Le machisme est également moins présent chez les professionnels qu’en amateur, selon Karine Nogueira : “Arrivés à un bon niveau, les mecs ne voient plus une femme face à eux. Ils voient un joueur comme un autre, dont il faut se méfier.” Pour devenir un adversaire redoutable, rien de tel que de prendre part à une colocation entre joueurs, situation fréquente dans le poker professionnel. Mais il n’est guère aisé de se trouver une place dans ces colocations masculines pour celles qui aspirent au plus haut niveau. Les tournois aux quatre coins du monde tous les mois ne facilitent pas non plus la conciliation entre carrière professionnelle et vie de famille. “Si tu veux te faire un nom, il faut ne faire que ça. Ne pas avoir autre chose dans ta vie. Même un conjoint c’est compliqué, alors un enfant…”, soupire Carole.

Si le monde du poker s’est ouvert aux femmes au début des années 2010, la situation stagne aujourd’hui, d’après Gaëlle Baumann : “Avec Sarah Herzali, nous en rigolons car ça fait dix ans qu’on nous pose la question. Et que ça ne bouge pas énormément. Il faudrait que beaucoup de choses changent dans la société pour que ça évolue dans le poker.”

Gaëlle Baumann, de Stras à Vegas

En 2006, Gaëlle Baumann ne savait pas jouer au poker. Six ans plus tard, la Strasbourgeoise se classe dixième du tournoi mondial le plus prestigieux, à Las Vegas. Retour sur son parcours et ses détours par Malte, Paris et l’Australie.

©  Quentin Griebel et Arthur Massot

Lupe Soto, première de tablée

“Il y a beaucoup de partisans de ce jeu, mais c’est vrai que moi, je suis très concentrée sur la place des femmes.” Voilà comment Lupe Soto décrit son implication dans le monde du poker.
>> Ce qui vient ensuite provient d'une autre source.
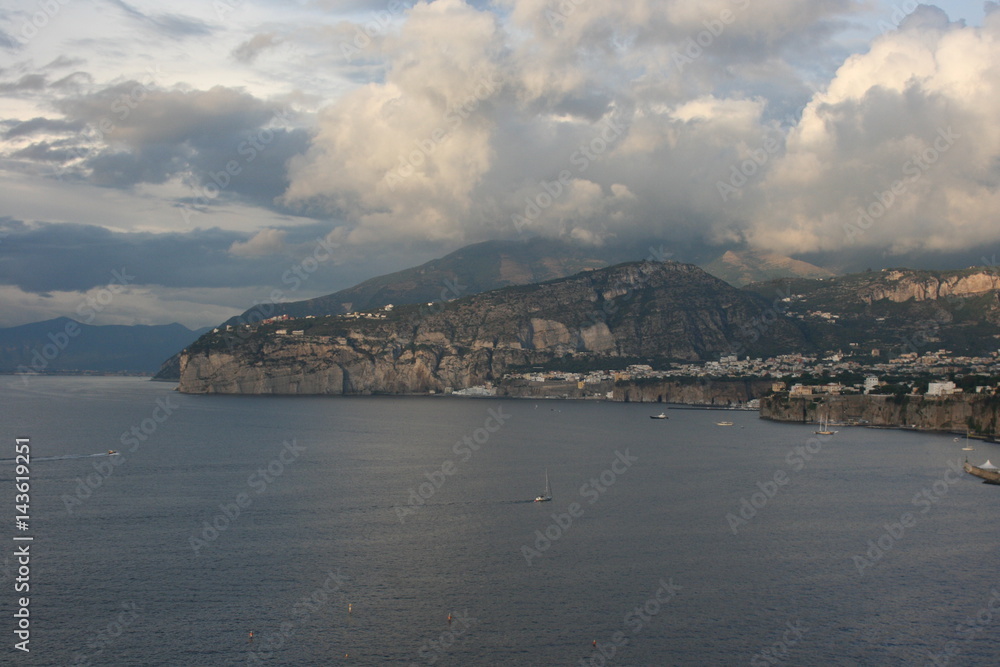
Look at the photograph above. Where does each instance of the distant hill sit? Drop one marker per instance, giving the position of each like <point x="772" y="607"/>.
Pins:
<point x="64" y="345"/>
<point x="894" y="310"/>
<point x="743" y="267"/>
<point x="469" y="270"/>
<point x="646" y="312"/>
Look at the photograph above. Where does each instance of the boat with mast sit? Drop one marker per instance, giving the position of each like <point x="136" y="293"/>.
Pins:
<point x="824" y="427"/>
<point x="547" y="494"/>
<point x="987" y="472"/>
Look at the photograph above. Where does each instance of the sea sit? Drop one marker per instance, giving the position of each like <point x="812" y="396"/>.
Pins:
<point x="249" y="530"/>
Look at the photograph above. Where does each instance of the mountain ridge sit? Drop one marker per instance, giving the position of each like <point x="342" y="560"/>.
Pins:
<point x="646" y="309"/>
<point x="64" y="345"/>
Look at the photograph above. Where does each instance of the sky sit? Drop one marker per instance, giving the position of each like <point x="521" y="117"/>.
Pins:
<point x="183" y="162"/>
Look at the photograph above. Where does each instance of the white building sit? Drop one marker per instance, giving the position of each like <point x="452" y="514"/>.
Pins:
<point x="940" y="388"/>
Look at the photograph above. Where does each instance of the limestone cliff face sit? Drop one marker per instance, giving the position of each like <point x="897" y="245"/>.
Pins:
<point x="709" y="392"/>
<point x="900" y="286"/>
<point x="955" y="413"/>
<point x="637" y="310"/>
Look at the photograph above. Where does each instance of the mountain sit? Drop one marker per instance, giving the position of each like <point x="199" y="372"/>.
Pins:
<point x="469" y="270"/>
<point x="64" y="345"/>
<point x="743" y="267"/>
<point x="894" y="310"/>
<point x="642" y="311"/>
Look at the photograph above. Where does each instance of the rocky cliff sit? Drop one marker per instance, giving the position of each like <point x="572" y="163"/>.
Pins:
<point x="900" y="286"/>
<point x="705" y="392"/>
<point x="640" y="310"/>
<point x="980" y="414"/>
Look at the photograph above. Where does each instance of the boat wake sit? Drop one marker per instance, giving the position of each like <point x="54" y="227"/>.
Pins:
<point x="66" y="457"/>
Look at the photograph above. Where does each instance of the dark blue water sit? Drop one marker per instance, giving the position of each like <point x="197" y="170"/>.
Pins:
<point x="124" y="571"/>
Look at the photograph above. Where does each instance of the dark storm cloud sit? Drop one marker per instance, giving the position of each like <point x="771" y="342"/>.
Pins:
<point x="43" y="151"/>
<point x="28" y="82"/>
<point x="132" y="133"/>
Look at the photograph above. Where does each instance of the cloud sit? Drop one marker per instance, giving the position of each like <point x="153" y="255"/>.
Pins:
<point x="248" y="51"/>
<point x="264" y="242"/>
<point x="899" y="152"/>
<point x="478" y="110"/>
<point x="134" y="133"/>
<point x="43" y="126"/>
<point x="169" y="24"/>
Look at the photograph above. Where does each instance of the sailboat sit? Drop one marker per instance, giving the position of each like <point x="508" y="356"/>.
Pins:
<point x="824" y="427"/>
<point x="547" y="494"/>
<point x="968" y="447"/>
<point x="987" y="472"/>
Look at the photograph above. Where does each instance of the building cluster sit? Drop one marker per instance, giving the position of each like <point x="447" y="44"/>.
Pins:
<point x="379" y="314"/>
<point x="808" y="367"/>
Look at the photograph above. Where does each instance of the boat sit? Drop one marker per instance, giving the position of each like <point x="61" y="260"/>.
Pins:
<point x="547" y="494"/>
<point x="824" y="428"/>
<point x="987" y="472"/>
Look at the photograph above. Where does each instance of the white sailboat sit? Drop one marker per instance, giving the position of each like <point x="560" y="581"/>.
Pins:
<point x="968" y="447"/>
<point x="824" y="427"/>
<point x="547" y="494"/>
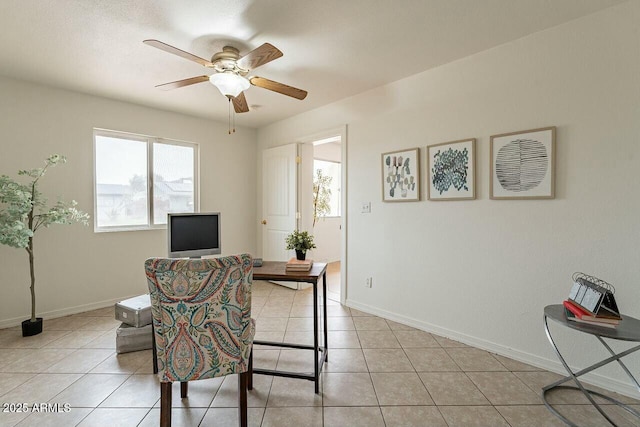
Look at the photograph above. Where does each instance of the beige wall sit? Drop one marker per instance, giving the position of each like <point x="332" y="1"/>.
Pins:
<point x="482" y="271"/>
<point x="76" y="268"/>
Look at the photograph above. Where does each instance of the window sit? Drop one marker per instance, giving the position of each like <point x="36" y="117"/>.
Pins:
<point x="329" y="174"/>
<point x="139" y="179"/>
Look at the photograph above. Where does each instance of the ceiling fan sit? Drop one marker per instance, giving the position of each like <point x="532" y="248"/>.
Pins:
<point x="230" y="72"/>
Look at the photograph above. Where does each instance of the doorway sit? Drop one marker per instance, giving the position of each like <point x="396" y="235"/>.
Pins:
<point x="327" y="209"/>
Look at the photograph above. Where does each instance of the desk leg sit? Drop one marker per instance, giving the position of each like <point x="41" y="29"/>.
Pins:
<point x="574" y="376"/>
<point x="316" y="371"/>
<point x="324" y="304"/>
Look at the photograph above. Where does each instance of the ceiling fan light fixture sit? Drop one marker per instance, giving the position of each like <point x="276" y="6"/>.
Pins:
<point x="229" y="83"/>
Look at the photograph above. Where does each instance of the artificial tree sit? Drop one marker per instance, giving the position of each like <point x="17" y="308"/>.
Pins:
<point x="24" y="210"/>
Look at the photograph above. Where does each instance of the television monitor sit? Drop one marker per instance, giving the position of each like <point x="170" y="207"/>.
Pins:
<point x="193" y="235"/>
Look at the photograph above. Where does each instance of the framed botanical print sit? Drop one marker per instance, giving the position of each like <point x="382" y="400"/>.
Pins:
<point x="401" y="176"/>
<point x="452" y="170"/>
<point x="523" y="164"/>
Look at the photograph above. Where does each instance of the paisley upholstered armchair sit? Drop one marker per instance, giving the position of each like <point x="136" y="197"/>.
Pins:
<point x="202" y="323"/>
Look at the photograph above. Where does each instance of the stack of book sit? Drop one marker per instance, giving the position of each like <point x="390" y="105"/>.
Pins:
<point x="299" y="265"/>
<point x="577" y="313"/>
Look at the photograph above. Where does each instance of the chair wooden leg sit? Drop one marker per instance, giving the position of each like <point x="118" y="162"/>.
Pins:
<point x="250" y="379"/>
<point x="184" y="389"/>
<point x="242" y="399"/>
<point x="165" y="404"/>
L’Américaine est tombée dans les cartes en 1996. “J’étais souvent la seule femme aux tables de poker des casinos. Mais sur internet, c’était différent. Il y avait un peu plus de femmes.” Elle lance alors un forum dédié aux joueuses. Puis prend part à un petit tournoi réservé aux femmes à côté de chez elle : une révélation. “C’était fantastique. J’ai compris que chaque joueuse devait essayer une fois de jouer entre femmes.” Elle fonde Lips en 2004, le premier poker tour féminin. Un circuit de tournois qui se décline encore aujourd’hui dans 15 États américains. En 2008, Lupe Soto décide de créer le Women in Poker Hall of Fame pour “honorer les femmes qui accomplissent de grandes choses pour le poker”. Elle y est d’ailleurs nommée par ses consœurs en 2018 pour l’ensemble de son œuvre. La même année, elle lance la Women Poker Association avec toujours le même mot d’ordre : “Faire du poker un univers plus accueillant pour tout le monde, y compris les femmes.”